I don't think doing it after each request would be sensible, but counter intuitively, the time it takes to run GC isn't proportional to amount of garbage to collect, but to the number of live objects left (ignoring some minor things like finalizers).
So on paper at least we could run a minor GC for very cheap after each request, but there's likely some better heuristics given currently the median request already spent less than 1ms in GC, so after every requests might be overdoing it.
Also even if we were doing that, many requests would still have to run GC because they allocate more than there is memory available, so they need to clean their own garbage to continue, you can't delay GC indefinitely.
But at least now, endpoints that spend too much time in GC are responsible for their own demise, so engineers responsible for a given endpoint performance have a clear signal that they should allocate less, whereas before it could easily discounted as being caused by lots of garbage left over by another collocated endpoint.
Since objects cannot be promoted to the old generation inside the request cycle, objects in the new gen are request allocated objects.
So if we were to eagerly trigger a minor GC after a request, we'd have very little objects to scan, and only need to sweep garbage, which is only a small fraction of time spent in GC.
So I've spent a lot of time doing Hack (and PHP) as well as Java, Python and other languages. For me, as far as serving HTTP requests goes, Hack/PHP are almost the perfect language. Why?
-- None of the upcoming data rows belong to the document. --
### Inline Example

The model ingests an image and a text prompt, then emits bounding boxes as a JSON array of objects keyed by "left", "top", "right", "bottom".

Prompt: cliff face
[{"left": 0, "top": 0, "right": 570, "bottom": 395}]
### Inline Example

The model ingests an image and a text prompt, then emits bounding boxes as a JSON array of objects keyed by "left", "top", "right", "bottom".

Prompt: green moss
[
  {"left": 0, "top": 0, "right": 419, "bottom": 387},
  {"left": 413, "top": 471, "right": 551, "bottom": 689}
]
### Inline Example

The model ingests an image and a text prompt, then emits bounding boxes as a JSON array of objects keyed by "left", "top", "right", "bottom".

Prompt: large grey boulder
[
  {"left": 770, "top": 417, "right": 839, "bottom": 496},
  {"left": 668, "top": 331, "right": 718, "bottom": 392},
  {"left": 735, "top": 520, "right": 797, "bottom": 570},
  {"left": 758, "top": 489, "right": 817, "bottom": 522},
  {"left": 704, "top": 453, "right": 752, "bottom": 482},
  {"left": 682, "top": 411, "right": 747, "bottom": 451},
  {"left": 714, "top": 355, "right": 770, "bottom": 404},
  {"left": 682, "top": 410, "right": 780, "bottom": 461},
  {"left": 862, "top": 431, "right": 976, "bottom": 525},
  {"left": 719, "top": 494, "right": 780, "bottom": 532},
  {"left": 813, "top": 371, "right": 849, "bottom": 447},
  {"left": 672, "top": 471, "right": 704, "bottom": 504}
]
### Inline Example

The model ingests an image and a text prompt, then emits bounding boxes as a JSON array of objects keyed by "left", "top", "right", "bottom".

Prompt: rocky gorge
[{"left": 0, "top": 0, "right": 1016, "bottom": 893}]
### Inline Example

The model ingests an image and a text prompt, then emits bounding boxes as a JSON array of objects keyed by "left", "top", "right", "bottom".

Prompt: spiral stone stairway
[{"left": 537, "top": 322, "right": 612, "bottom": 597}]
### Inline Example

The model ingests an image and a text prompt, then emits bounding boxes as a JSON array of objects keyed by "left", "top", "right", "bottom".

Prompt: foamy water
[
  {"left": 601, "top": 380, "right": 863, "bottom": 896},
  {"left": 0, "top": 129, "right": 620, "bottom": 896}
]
1. A stateless functional core. There's no loading of large libraries, which is an issue with Python and Java in certain paradigms. The core API us just functions that mean startup costs for a non-stateful service are near zero;
2. The model, as alluded to the above quote, basically creates temporary objects and then tears everything down at the end of the request. It's so much more difficult to leak resources this way as opposed to, say, a stateful Java or C++ server. PHP got a lot of hate unjustly for its "global" scope when in fact it's not global at all. "Global" in PHP/Hack is simply request-scoped and pretty much every language offers request-scoping;
3. There's no threading. Hack, in particular, uses a cooperative async/await model. Where you'd normally create threads (eg making a network request), that's handled by the runtime to make an async/await call out of non-blocking I/O. You never have to deal with mutexes, thread starvation, thread pools, lock ups, etc. You never want to deal with that in "application" or "product" code. Never.
So this article is specific to Ruby-on-Rails, which obviously still has persistent objects, hence the need for GC still.
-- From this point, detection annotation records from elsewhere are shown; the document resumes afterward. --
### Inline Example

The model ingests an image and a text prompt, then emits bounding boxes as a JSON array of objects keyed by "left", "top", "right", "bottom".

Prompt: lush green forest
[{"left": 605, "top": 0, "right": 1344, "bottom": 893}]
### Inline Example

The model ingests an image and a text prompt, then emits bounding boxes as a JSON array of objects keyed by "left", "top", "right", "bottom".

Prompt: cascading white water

How Facebook deals with this is kinda interesting. Most FB product code uses an in-memory write-through graph database (called TAO, backed to MySQL). There is an entity model in Hack on top of this that does a whole bunch of stuff like enforcing privacy (ie you basically never talk to TAO directly and if you do, you're going to have to explain why that's necessary, and you absolutely never talk to MySQL directly).
But the point is that persistent entities are request-scoped as well (unlike RoR I guess?).